A new report out today from the Center for Strategic and International Studies (CSIS) focuses on the Cybersecurity Infrastructure Security Agency’s (CISA) growth and mission needs, and offers a range of findings and recommendations that go beyond basic funding needs to bolster CISA’s ability to defend the nation’s cyberspace and the security of Federal Civilian Executive Branch agencies (FCEB).
Beyond ongoing funding concerns, the report says CISA also needs to move forward with improving its planning, coordination, and communication activities with Federal agencies.
“Over the last 40 years, the Unted States has made progress in securing cyberspace, but its federal networks remain vulnerable to attacks by state and non-state actors,” the Oct. 23 report says. “Beyond the battlefield, the ‘.gov’ – [FCEB] agency – networks remain a critical requirement for American prosperity as well as a crucial vulnerability,” CSIS said.
“Absent renewed efforts to secure these networks, the United States will remain at risk of cost imposition and political warfare in cyberspace,” the report says.
During an event hosted by CSIS today to showcase its new report, CISA Executive Assistant Director Eric Goldstein said that the .gov protection mission across more than 100 FCEB networks is a priority for the agency, but emphasized CISA can’t do that job without funding from Congress.
“We’re making real progress. I would say Congress has been extraordinarily helpful, over multiple administrations in a bipartisan manner, to provide both the resources and the authorities that we need to drive meaningful progress in this direction,” Goldstein explained. “We have significant resources, we have significant authorities, but we have been on a very positive trend line where we have not yet reached the end stage.”
“One critical question for us is going to be can we continue on this trajectory? And can we continue just shifting that balance of visibility, of agility, towards giving CISA the ability to help agencies understand their own risk,” he said. “That’s going to require ongoing sustained investment over multiple future fiscal years for us to actually make sure that we can accomplish our goals.”
CSIS formed a task force of former senior government appointees, cybersecurity experts, and private sector chief information security officers to create the new report. After a six-month study, the think-tank found that resources and money alone were insufficient to address the multitude of the challenge.
The task force recommends more than 20 changes to how the U.S. government resources cybersecurity, executes existing authorities, and creates opportunities and incentives to coordinated across the 100 FCEB agencies.
“Put bluntly, money is not enough to defend the .gov. The U.S. government needs to do a better job of planning, coordinating, and communicating the risks associated with cyberattacks against Federal executive agencies,” the report says.

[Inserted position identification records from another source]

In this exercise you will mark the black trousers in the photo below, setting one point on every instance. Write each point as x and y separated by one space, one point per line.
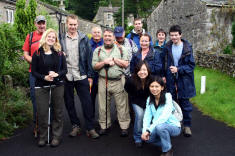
82 89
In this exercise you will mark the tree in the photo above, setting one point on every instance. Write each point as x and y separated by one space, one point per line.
24 17
233 33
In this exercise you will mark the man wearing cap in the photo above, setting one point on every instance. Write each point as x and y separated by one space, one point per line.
31 44
137 32
109 61
80 75
129 44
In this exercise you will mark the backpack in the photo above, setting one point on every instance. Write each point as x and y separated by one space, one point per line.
30 42
177 112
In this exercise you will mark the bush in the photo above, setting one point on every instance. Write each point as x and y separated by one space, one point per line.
15 111
228 50
233 33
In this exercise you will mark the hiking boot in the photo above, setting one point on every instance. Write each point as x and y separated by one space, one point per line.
187 132
92 134
41 143
76 131
124 133
103 132
55 143
138 144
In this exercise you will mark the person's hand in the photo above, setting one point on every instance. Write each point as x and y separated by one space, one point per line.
173 69
48 78
108 60
90 81
145 136
53 74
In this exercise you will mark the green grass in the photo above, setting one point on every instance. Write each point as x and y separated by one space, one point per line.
219 99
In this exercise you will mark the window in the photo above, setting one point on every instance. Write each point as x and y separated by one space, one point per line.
109 17
10 16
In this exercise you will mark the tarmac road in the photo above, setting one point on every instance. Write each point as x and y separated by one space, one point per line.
210 138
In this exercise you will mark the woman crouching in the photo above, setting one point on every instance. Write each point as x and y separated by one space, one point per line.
49 68
159 124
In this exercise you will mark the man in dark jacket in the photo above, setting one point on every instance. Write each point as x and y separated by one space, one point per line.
78 54
179 72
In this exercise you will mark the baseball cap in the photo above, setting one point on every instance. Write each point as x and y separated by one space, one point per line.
40 18
118 31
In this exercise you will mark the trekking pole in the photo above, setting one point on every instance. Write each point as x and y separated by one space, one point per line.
106 67
49 118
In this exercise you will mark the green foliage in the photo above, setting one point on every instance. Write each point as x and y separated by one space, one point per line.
50 22
9 43
218 100
233 33
15 111
24 17
228 50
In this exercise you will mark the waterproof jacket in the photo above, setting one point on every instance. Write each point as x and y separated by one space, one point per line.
184 78
136 38
94 45
85 54
153 59
40 70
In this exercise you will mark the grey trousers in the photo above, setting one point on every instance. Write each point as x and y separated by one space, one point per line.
57 103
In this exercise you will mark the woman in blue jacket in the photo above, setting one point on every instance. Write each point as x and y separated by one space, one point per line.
159 124
137 88
148 54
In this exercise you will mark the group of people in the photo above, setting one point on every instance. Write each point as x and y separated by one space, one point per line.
133 70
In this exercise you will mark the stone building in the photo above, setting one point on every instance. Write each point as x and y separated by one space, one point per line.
104 16
7 10
205 23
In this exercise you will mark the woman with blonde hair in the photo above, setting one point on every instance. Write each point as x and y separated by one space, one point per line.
49 68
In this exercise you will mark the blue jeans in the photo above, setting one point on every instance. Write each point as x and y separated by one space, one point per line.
138 125
82 88
161 135
32 80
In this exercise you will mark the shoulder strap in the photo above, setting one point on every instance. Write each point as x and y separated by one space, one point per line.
30 42
99 51
132 35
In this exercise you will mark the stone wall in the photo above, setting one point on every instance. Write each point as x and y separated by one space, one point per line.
221 62
206 26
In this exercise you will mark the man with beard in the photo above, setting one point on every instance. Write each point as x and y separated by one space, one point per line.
137 32
109 61
78 54
131 47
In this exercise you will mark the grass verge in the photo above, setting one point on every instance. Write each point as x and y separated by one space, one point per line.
219 99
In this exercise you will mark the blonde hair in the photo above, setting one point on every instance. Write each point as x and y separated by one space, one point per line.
56 46
71 16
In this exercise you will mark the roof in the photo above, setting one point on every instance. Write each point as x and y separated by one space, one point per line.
218 2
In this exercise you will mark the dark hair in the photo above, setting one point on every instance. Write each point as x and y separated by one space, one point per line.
147 35
162 99
160 31
109 30
136 78
175 28
137 19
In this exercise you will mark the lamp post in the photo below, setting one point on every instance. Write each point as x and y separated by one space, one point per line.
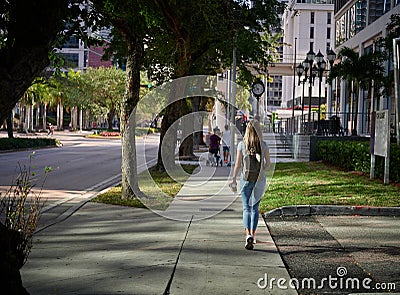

“This will likely require consistent staffing at CISA and exploring new service models such as creating collaborative planning teams that deploy to help agencies develop cyber risk strategies and tailored dashboards to monitor their networks,” the report concludes.
Goldstein reiterated that within the .gov domain, cybersecurity must not be an end in itself, but rather a “means to enable the resilience and continuity of critical functions under all conditions.”